Providing the right product at the right time for the right channel is no easy task, yet for three years running, according to the Capgemini Customer Experience Index (CEI), banks have improved or maintained their ability to do so. The streak ended this year when, for the first time, the Capgemini CEI declined, sounding a wake-up call for the industry.

Customer experience in every region of the globe (except Latin America) declined, reversing an appreciable gain made in 2013. Lower scores in nearly two-thirds of the 32 countries surveyed — including decreases of more than 10 percent in the share of customers with positive experiences in nine markets — decreased the global average by 0.6 percentage points to 72.9. Capgemini’s CEI, built upon responses from more than 17,000 customers and featured in the World Retail Banking Report 2014, offers insight into customer experiences across 80 different retail banking touch points and spans the full range of products, channels, and lifecycle stages.


The industry must work to reverse the decline, given the impact customer experience has on various behaviors that drive profitability. We found that measures of loyalty, cross-selling and referrals all suffer to a striking degree when positive customer experience declines.
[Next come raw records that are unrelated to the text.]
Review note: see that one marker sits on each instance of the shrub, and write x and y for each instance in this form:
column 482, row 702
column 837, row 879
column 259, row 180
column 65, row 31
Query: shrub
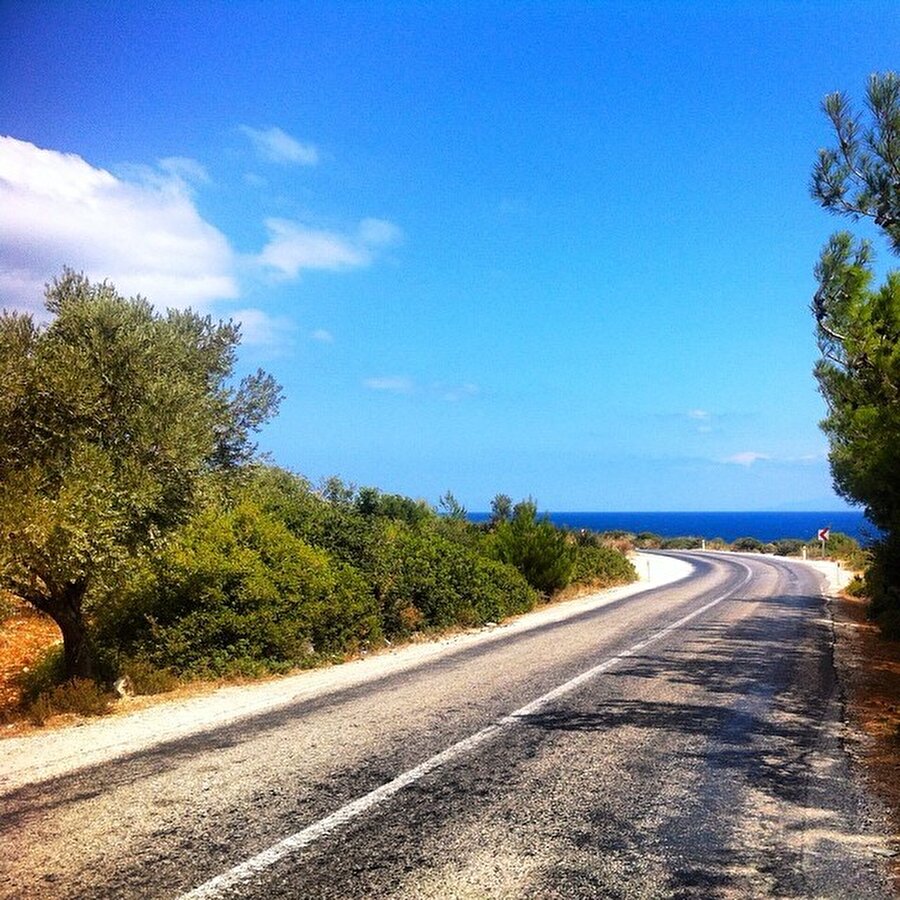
column 747, row 545
column 536, row 548
column 600, row 566
column 80, row 696
column 46, row 673
column 787, row 547
column 234, row 592
column 425, row 580
column 144, row 678
column 647, row 540
column 682, row 543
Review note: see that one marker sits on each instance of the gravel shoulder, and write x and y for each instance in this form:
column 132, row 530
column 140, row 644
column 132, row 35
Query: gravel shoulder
column 49, row 753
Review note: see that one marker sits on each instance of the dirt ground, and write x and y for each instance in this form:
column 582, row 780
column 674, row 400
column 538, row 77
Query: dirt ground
column 869, row 668
column 24, row 636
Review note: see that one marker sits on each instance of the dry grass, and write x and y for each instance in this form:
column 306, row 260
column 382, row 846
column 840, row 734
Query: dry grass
column 870, row 671
column 24, row 637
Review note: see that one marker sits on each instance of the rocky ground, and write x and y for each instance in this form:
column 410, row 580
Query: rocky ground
column 869, row 669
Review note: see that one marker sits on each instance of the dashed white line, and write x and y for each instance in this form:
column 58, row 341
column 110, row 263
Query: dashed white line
column 245, row 871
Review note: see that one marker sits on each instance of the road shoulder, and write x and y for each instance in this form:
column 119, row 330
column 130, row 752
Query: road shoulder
column 50, row 753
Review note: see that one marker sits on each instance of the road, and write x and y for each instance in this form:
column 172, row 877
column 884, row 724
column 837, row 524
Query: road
column 684, row 741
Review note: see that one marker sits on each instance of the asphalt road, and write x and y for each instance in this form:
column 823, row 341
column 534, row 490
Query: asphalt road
column 683, row 741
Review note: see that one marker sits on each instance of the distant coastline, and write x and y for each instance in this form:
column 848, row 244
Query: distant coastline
column 765, row 526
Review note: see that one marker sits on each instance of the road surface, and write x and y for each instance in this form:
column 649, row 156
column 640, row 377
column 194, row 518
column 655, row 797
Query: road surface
column 684, row 741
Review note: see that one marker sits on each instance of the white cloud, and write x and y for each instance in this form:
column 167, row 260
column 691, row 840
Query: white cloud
column 275, row 145
column 188, row 170
column 293, row 246
column 259, row 329
column 455, row 393
column 746, row 458
column 397, row 384
column 146, row 236
column 392, row 384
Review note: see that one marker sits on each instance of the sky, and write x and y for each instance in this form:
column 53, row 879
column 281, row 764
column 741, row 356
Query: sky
column 559, row 250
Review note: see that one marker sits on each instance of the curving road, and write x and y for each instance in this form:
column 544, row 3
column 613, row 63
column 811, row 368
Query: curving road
column 682, row 741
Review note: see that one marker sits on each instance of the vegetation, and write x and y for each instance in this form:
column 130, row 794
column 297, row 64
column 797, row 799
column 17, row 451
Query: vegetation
column 108, row 417
column 858, row 324
column 135, row 515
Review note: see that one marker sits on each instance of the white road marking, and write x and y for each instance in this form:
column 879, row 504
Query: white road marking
column 243, row 872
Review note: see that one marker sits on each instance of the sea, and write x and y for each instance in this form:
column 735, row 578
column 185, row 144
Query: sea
column 764, row 526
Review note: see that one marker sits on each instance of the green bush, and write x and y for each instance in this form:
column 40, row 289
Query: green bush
column 840, row 546
column 80, row 696
column 536, row 548
column 787, row 547
column 46, row 673
column 747, row 545
column 425, row 580
column 235, row 592
column 600, row 566
column 144, row 678
column 682, row 543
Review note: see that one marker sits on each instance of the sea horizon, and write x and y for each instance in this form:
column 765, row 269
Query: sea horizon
column 729, row 525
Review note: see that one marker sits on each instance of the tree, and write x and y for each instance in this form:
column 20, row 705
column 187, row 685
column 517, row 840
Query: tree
column 109, row 416
column 858, row 325
column 452, row 508
column 501, row 508
column 535, row 547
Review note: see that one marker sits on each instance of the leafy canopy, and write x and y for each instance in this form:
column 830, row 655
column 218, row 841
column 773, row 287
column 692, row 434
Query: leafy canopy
column 109, row 415
column 858, row 324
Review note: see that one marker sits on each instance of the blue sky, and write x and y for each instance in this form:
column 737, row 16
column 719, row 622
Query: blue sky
column 553, row 249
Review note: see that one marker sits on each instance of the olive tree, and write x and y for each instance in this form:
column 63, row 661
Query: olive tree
column 109, row 416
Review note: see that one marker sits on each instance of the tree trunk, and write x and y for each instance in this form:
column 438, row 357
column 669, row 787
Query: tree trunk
column 65, row 608
column 77, row 650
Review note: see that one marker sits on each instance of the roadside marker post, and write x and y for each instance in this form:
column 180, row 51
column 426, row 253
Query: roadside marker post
column 824, row 534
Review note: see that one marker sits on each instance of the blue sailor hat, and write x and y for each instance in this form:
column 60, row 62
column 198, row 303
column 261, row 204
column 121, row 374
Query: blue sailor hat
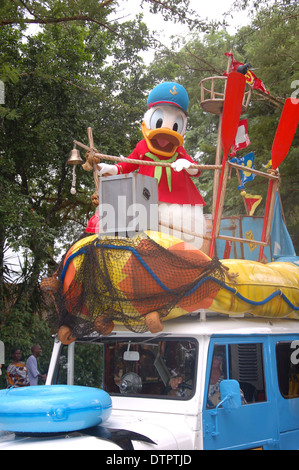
column 170, row 93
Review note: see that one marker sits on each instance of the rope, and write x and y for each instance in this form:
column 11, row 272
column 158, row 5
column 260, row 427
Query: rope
column 199, row 284
column 97, row 157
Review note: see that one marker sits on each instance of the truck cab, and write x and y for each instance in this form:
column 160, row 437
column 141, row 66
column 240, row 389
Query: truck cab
column 206, row 382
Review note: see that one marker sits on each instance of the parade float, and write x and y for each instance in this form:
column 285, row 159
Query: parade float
column 142, row 276
column 127, row 275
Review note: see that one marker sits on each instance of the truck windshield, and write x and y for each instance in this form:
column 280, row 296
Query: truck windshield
column 157, row 368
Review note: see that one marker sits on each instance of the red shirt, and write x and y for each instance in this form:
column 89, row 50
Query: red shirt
column 183, row 190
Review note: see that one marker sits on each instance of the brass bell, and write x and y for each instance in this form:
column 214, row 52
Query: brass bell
column 75, row 158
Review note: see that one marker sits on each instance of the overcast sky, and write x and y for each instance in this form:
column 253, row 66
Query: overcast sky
column 206, row 9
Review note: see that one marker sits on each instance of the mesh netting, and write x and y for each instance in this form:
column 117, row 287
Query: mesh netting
column 122, row 280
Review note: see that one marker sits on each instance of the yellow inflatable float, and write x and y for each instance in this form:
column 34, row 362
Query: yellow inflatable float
column 154, row 277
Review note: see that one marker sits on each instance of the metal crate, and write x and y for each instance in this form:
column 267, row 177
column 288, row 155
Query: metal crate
column 128, row 204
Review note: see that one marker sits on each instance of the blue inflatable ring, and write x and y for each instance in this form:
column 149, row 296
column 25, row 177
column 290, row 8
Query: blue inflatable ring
column 53, row 408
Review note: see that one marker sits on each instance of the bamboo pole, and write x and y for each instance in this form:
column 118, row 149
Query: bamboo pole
column 100, row 156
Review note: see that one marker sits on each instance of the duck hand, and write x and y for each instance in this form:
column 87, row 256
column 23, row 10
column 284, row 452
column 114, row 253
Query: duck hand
column 180, row 164
column 105, row 169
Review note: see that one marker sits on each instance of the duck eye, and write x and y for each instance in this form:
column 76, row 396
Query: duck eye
column 178, row 125
column 157, row 119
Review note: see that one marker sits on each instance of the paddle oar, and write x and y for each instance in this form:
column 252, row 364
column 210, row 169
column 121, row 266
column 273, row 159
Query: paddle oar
column 232, row 108
column 281, row 145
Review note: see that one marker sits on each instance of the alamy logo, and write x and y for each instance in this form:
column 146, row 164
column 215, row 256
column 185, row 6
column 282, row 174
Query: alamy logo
column 2, row 93
column 2, row 353
column 295, row 353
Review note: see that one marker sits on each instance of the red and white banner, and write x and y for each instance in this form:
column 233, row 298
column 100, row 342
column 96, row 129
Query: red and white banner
column 242, row 138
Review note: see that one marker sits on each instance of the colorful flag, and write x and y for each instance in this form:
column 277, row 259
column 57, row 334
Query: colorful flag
column 281, row 241
column 242, row 138
column 252, row 201
column 247, row 161
column 251, row 78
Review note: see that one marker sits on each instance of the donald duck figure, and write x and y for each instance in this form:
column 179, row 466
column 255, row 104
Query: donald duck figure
column 163, row 128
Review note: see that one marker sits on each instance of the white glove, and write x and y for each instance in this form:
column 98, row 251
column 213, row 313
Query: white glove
column 105, row 169
column 180, row 164
column 183, row 164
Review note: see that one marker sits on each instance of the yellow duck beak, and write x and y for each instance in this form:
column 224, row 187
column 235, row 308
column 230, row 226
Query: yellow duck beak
column 162, row 141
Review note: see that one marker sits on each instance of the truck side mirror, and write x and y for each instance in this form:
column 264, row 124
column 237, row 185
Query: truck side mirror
column 230, row 394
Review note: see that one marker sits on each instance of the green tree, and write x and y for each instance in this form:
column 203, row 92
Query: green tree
column 270, row 43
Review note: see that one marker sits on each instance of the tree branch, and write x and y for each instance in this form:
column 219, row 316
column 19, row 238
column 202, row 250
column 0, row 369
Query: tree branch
column 11, row 21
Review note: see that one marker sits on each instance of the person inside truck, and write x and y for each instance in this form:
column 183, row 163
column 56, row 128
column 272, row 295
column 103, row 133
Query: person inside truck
column 216, row 377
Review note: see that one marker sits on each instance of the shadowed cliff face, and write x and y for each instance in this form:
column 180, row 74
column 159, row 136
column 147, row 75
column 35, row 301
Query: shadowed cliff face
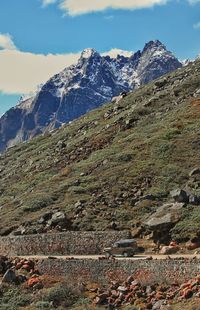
column 94, row 80
column 133, row 164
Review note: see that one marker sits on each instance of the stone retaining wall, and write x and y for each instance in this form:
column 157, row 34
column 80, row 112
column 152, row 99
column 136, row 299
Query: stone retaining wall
column 148, row 271
column 69, row 243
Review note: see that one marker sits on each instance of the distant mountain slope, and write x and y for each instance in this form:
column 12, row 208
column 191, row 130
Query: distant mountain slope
column 80, row 88
column 113, row 167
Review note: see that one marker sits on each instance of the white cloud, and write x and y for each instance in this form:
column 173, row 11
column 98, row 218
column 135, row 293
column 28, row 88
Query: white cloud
column 115, row 51
column 6, row 42
column 196, row 26
column 194, row 1
column 21, row 72
column 77, row 7
column 47, row 2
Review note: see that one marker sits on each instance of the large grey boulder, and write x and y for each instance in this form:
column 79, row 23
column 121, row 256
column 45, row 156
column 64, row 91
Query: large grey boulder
column 179, row 195
column 165, row 216
column 9, row 277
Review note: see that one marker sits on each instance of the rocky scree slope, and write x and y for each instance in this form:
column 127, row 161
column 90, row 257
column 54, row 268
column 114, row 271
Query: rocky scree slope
column 113, row 168
column 80, row 88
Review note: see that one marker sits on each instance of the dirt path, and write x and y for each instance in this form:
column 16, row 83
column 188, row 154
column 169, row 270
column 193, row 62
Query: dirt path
column 97, row 257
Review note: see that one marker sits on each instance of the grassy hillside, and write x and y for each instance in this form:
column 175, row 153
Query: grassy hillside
column 97, row 168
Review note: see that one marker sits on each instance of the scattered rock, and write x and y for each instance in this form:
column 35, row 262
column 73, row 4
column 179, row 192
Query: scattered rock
column 9, row 277
column 194, row 171
column 165, row 216
column 179, row 195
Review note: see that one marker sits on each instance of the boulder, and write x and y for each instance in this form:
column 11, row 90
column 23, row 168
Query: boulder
column 179, row 195
column 194, row 171
column 9, row 276
column 165, row 216
column 194, row 199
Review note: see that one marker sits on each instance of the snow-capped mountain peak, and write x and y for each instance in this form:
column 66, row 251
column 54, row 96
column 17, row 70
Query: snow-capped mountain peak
column 94, row 80
column 88, row 52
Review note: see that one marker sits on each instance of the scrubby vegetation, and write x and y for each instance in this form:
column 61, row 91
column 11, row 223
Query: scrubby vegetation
column 109, row 159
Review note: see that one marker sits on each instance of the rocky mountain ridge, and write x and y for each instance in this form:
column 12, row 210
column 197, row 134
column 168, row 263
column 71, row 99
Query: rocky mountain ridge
column 94, row 80
column 114, row 168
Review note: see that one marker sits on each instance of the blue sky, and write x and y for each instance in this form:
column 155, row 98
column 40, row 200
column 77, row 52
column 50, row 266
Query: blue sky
column 40, row 37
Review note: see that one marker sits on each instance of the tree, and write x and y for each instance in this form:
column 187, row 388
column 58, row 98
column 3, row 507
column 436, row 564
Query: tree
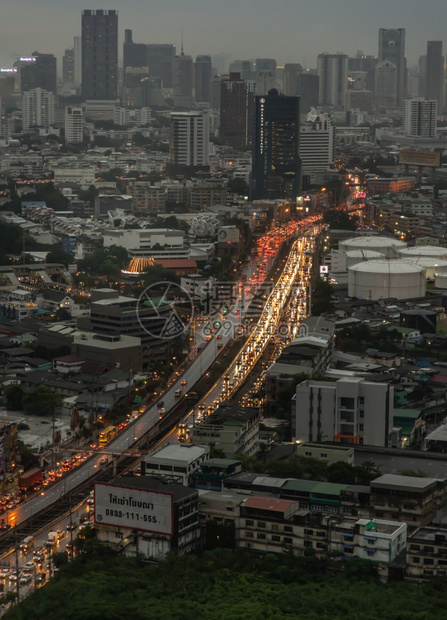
column 14, row 397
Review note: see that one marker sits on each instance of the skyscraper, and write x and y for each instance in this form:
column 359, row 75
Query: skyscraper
column 392, row 49
column 233, row 110
column 189, row 139
column 37, row 108
column 434, row 80
column 420, row 117
column 182, row 81
column 332, row 70
column 99, row 54
column 40, row 73
column 276, row 171
column 204, row 73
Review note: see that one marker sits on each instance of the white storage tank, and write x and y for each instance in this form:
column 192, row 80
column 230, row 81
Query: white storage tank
column 353, row 257
column 441, row 280
column 386, row 279
column 432, row 266
column 388, row 246
column 430, row 251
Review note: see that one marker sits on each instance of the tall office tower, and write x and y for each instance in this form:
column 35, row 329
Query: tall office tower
column 204, row 72
column 317, row 143
column 265, row 75
column 182, row 81
column 420, row 117
column 189, row 145
column 40, row 73
column 99, row 54
column 276, row 169
column 74, row 125
column 160, row 60
column 392, row 49
column 37, row 108
column 385, row 85
column 332, row 69
column 134, row 54
column 68, row 66
column 308, row 91
column 290, row 79
column 244, row 67
column 77, row 62
column 434, row 86
column 233, row 110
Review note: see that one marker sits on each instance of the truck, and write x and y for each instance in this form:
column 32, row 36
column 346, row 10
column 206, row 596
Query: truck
column 52, row 540
column 29, row 478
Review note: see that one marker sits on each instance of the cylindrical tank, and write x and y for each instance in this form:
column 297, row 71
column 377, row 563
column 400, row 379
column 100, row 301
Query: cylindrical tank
column 353, row 257
column 432, row 266
column 429, row 251
column 388, row 246
column 386, row 279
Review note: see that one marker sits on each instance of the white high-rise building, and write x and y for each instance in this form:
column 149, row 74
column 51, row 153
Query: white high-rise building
column 317, row 145
column 189, row 139
column 420, row 117
column 351, row 410
column 74, row 125
column 77, row 62
column 37, row 108
column 332, row 69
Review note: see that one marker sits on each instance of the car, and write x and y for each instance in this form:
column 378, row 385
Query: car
column 25, row 578
column 28, row 567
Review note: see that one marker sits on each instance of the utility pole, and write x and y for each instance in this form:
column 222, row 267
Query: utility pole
column 17, row 568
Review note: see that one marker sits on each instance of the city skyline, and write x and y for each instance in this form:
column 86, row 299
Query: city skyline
column 279, row 31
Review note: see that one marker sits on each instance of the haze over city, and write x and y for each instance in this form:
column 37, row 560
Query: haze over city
column 286, row 30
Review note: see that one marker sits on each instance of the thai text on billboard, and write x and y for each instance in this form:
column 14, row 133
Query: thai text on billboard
column 137, row 509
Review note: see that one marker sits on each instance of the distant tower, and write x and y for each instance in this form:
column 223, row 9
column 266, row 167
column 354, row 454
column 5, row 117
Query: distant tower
column 276, row 168
column 38, row 108
column 189, row 139
column 392, row 49
column 332, row 70
column 99, row 54
column 434, row 80
column 420, row 117
column 74, row 125
column 233, row 110
column 204, row 72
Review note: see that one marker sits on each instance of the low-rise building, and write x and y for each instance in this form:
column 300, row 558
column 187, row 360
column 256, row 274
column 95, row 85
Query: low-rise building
column 406, row 498
column 234, row 430
column 177, row 461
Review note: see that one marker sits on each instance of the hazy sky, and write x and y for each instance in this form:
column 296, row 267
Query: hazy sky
column 288, row 30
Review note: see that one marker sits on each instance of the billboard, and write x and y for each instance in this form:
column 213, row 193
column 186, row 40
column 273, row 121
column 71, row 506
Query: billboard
column 136, row 509
column 420, row 158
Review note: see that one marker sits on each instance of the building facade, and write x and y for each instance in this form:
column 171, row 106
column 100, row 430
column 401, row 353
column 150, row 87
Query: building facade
column 99, row 54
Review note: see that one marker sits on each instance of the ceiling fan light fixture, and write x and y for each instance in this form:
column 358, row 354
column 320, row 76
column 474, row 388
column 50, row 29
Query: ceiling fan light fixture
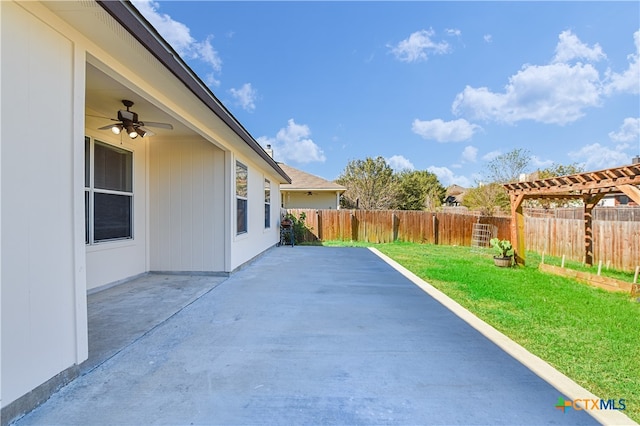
column 116, row 129
column 132, row 132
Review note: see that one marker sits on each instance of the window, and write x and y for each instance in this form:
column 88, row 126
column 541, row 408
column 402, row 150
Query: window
column 108, row 192
column 242, row 192
column 267, row 204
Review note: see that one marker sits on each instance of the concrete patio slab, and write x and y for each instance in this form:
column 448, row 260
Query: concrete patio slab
column 310, row 335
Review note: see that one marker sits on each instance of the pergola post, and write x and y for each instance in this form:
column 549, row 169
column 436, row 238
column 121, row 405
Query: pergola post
column 517, row 227
column 590, row 201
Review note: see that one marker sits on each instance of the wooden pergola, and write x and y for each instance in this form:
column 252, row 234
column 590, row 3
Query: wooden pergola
column 590, row 187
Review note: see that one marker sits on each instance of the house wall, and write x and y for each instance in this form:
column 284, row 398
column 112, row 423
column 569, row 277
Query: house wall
column 39, row 236
column 246, row 246
column 187, row 223
column 112, row 261
column 46, row 266
column 317, row 200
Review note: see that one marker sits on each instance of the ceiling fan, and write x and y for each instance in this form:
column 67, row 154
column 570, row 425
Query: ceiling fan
column 128, row 121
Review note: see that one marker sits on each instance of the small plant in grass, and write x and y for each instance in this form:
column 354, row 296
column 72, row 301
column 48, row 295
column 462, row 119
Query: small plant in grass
column 504, row 252
column 301, row 230
column 502, row 248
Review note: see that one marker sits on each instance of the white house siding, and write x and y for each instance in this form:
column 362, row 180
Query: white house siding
column 110, row 262
column 37, row 277
column 46, row 266
column 317, row 200
column 187, row 231
column 246, row 246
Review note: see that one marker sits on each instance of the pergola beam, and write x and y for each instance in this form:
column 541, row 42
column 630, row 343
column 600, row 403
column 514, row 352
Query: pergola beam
column 631, row 191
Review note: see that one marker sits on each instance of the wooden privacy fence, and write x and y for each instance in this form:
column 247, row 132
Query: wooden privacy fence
column 384, row 226
column 616, row 242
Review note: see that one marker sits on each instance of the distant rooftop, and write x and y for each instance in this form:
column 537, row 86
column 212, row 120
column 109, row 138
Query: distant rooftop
column 303, row 181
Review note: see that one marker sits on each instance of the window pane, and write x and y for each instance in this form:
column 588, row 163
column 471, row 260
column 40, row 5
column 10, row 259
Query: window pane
column 267, row 191
column 112, row 216
column 86, row 217
column 241, row 180
column 242, row 216
column 112, row 168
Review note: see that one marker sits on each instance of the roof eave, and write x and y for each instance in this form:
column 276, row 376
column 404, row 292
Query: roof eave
column 136, row 24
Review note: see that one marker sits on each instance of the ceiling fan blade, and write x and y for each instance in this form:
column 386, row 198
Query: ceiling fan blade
column 105, row 127
column 159, row 125
column 147, row 131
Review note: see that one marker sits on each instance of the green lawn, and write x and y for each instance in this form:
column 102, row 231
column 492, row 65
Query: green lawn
column 590, row 335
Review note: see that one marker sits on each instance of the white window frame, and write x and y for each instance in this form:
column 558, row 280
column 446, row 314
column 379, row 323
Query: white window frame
column 90, row 191
column 242, row 194
column 267, row 204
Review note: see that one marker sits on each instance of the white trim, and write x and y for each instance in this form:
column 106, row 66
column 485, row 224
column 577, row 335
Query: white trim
column 80, row 255
column 537, row 365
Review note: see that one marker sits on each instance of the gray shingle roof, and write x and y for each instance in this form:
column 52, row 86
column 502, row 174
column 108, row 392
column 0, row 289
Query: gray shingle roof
column 303, row 181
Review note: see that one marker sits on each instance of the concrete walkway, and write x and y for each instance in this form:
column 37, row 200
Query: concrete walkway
column 309, row 335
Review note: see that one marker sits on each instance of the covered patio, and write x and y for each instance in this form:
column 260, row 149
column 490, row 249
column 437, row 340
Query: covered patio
column 311, row 335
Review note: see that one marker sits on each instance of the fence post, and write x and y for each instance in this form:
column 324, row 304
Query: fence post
column 354, row 227
column 395, row 223
column 435, row 228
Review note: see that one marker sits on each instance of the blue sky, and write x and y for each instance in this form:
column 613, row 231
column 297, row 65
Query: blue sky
column 438, row 86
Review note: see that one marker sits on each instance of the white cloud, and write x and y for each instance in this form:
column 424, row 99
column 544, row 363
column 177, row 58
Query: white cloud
column 178, row 35
column 418, row 46
column 398, row 163
column 470, row 154
column 537, row 162
column 453, row 32
column 597, row 157
column 570, row 47
column 445, row 131
column 629, row 80
column 491, row 155
column 245, row 96
column 629, row 131
column 293, row 143
column 447, row 177
column 556, row 93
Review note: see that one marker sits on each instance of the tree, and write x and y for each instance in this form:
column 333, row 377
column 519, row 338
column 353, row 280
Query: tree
column 488, row 199
column 370, row 183
column 419, row 190
column 508, row 167
column 557, row 169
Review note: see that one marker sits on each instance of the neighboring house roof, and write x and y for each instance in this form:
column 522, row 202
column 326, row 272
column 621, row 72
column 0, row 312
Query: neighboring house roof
column 133, row 21
column 456, row 190
column 303, row 181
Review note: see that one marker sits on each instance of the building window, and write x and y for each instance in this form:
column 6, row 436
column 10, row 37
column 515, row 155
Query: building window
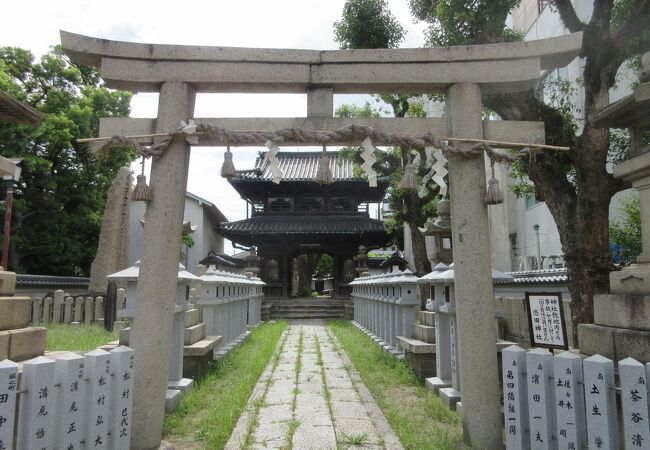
column 309, row 204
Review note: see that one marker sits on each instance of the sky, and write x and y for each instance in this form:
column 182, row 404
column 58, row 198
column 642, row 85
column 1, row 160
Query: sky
column 301, row 24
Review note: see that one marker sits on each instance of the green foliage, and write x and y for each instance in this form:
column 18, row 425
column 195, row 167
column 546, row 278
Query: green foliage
column 626, row 233
column 61, row 337
column 59, row 203
column 367, row 24
column 459, row 22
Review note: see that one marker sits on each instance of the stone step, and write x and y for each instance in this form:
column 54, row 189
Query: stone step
column 424, row 333
column 202, row 347
column 415, row 345
column 192, row 317
column 427, row 318
column 194, row 333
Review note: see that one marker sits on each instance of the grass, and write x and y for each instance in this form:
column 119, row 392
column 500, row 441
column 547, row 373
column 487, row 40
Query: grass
column 62, row 337
column 418, row 417
column 209, row 412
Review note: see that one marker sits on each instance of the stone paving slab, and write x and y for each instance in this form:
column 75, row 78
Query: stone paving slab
column 289, row 401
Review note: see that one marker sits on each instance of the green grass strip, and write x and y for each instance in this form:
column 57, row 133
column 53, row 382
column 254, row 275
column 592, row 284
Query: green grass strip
column 210, row 410
column 63, row 337
column 418, row 417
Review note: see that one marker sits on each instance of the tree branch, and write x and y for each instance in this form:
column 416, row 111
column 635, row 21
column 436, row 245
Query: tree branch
column 569, row 16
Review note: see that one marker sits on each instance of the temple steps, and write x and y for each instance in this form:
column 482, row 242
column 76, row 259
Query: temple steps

Customers with negative experiences are three to five times less likely to refer others, buy additional products, or stay with a bank.

It is not enough to simply avoid negative experiences, since neutral experiences do not inspire nearly the same levels of loyalty, retention and attraction as positive ones. In North America, for example, only 51 percent of customers with neutral experiences say they are likely to stay with their bank, compared to 83 percent of those with positive experiences.

The growing influence of Generation Y, the tech-savvy population born between 1980 and 2000, appears to be at least partly responsible for the decline in CEI. These customers, which make up about a third of the population in many markets, are considerably less likely to have positive experiences than those in other age groups. In North America, the difference is particularly stark, with only 41.7 percent of those between 18 and 34 years citing positive experiences, compared to 63.4 percent of those of other ages, a difference of 21.7 percent.

To meet the high expectations and demands of Gen Y, banks need to upgrade their digital capabilities. We found that Gen Yers are far more interested in using the mobile channel compared to other age groups. At the same time, the importance they give to all the other channels — branch, ATM, and phone — has decreased to a greater degree over time, compared to other age groups.

The key to ensuring positive experiences across a bank’s entire customer base is to meet the demands of Gen Y, while still delivering on the basics of fair pricing, broad product sets, and dependable service. Fees and prices continue to be the number-one driver in choosing a bank in most regions, followed by quality service. Telephone and mobile banking, meanwhile, remain low on the list of priorities for non-Gen Y customers.

Banks interested in preparing for the future will need to maintain high-quality basic services, while also adding touch points for the next generation. Social media offers a powerful opportunity to address future expectations, as the vast majority of bank customers surveyed say they already have a social media account. We found retention, referrals, and cross-selling are likely to increase at banks that offer positive experiences through social media.

Banks still have a long way to go on the social media front. We found several mismatches between the functionality banks make available on social media and what customers would like them to offer. For example, customers rank access to account information via social media as important, but very few banks currently provide this service.

Given the broad appeal of social media and the prominent role it plays in everyday life, banks must establish a strategy for taking advantage of this highly flexible platform. A social media plan, combined with a solid focus on maintaining quality basic banking services, will aid banks in reversing the decline in customer experience.

Jean Lassignardie is the chief sales and marketing officer for Capgemini Global Financial Services.